Agnaldo Fernandes, superintendente da decania do Centro de Ciências Jurídicas e Econômicas (CCJE), defende que essa regulamentação compõe o arcabouço de medidas assumidas pelo governo com o objetivo de controlar e restringir a ação sindical no âmbito dos servidores públicos. “Essa ação encontra justificativa por ser este o setor que, ao longo dos anos, vem demonstrando uma enorme capacidade de resistir e de elaborar proposições para a melhoria da qualidade do Serviço Público e a manutenção de seu caráter”, destaca Agnaldo, ressaltando que essas características são combatidas, por se chocarem com a política dos governos, principalmente o federal.

A avaliação do processo não foi concluída por causa do pedido de revisão do ministro do STF, Joaquim Barbosa. Porém, a maioria dos componentes da suprema corte já se manifestou aplicando aos servidores públicos os mesmos limites impostos aos trabalhadores da iniciativa privada. Todos os oito ministros concordam que a regulamentação do direito de greve obrigará os servidores públicos a exercer seus direitos de forma limitada. Em entrevista ao site da CUT-Brasil, o ministro Gilmar Mendes afirmou que "o que existe atualmente é uma lei da selva. Greves continuam a ser realizadas sem nenhum controle jurídico, e a não atuação do tribunal neste caso, configuraria uma espécie de omissão judicial".

Agnaldo, no entanto, discorda do ministro. A seu ver, os movimentos de greve não são organizados sem nenhum controle jurídico, até por que, tudo é ponderado no tempo necessário para amadurecer e ampliar qualquer decisão. “Vale salientar que não fazemos greve a troco de nada. Ela é um recurso extremo que lançamos mão após longas tentativas de sensibilizar o governo”, esclarece.

Mediante a regulamentação, Francisco Assis dos Santos, coordenador geral do SINTUFRJ, manifestou também sua indignação. Segundo ele, já sendo garantido pela Constituição o direito de greve, regulamentá-lo seria uma forma de restrição. “Acredito que a regulamentação desse direito, o restringe. Regulamentar conflitos desta natureza macula o poder de negociação. Em suma: direito de greve é legítimo e não se restringe”, enfatiza.

Breve histórico da luta pelo direito de greve

A tradição jurídica autoritária no nosso país começa na Constituição de 1891, que ignorou no texto qualquer referência à realização de greves.

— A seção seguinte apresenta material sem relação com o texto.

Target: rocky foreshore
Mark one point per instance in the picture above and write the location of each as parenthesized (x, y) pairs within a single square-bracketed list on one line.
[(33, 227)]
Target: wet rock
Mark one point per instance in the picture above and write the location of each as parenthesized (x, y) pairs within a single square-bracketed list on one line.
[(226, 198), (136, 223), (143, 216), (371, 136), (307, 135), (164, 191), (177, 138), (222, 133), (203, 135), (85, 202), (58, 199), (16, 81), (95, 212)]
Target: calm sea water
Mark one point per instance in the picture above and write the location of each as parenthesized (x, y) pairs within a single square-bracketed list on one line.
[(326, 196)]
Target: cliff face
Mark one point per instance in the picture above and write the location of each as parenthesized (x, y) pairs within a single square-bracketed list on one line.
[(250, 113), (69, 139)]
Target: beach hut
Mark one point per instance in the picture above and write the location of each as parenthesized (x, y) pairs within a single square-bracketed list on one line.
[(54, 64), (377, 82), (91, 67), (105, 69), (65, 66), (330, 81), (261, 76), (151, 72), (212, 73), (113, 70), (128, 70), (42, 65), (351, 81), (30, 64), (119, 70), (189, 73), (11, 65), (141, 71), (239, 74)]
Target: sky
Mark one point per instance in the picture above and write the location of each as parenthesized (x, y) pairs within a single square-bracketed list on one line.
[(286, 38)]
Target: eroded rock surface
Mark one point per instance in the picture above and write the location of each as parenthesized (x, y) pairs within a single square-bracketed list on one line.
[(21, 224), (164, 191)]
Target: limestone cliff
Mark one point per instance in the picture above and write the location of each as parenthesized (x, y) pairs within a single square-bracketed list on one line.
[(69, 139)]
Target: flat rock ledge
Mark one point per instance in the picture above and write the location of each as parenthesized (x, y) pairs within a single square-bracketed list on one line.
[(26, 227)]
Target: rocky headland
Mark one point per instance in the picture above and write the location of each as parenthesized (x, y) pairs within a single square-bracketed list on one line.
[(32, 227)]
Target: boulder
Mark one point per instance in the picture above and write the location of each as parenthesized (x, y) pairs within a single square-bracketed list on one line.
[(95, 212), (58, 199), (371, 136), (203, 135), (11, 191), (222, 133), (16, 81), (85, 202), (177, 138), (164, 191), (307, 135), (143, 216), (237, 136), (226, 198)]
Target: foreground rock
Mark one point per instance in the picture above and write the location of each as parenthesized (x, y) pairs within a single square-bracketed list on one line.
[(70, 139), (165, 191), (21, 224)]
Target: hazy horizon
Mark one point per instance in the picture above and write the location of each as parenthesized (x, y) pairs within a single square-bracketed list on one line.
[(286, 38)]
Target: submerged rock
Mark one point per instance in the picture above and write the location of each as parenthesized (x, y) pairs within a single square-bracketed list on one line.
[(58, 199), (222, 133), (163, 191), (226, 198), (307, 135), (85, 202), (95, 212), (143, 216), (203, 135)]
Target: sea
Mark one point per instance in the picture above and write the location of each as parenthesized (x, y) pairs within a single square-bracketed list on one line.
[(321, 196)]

Quase meio século depois, em 1932, o decreto, que criou a Comissão Mista de Conciliação, tratou de punir sumariamente, com suspensão ou dispensa, os trabalhadores que abandonassem abruptamente os serviços "sem qualquer entendimento prévio com os empregadores".

A Constituição de 1937, proclamada para sustentar a ditadura de Getúlio Vargas, considerou a greve um recurso anti-social, nocivo ao trabalho e ao capital, incompatível com os superiores interesses da produção nacional.

Em 1946, uma nova Constituição marcava o fim da ditadura Vargas e democratizava o país. Mesmo neste clima, o reconhecimento ao direito de greve ficou limitado com a expressão: "cujo exercício a lei regulará". Décadas depois, o Congresso Nacional aprovou a Lei nº 4.330, batizada como lei anti-greve.

No momento de superação da ditadura militar e, conseqüentemente, de abertura democrática, o processo constituinte de 1988 remeteu o exercício do direito de greve no serviço público a uma futura regulação.

Diante desse breve histórico, fica claro que para o Estado Brasileiro esta liberdade de organização sempre foi um ato desafiador da autoridade constituída.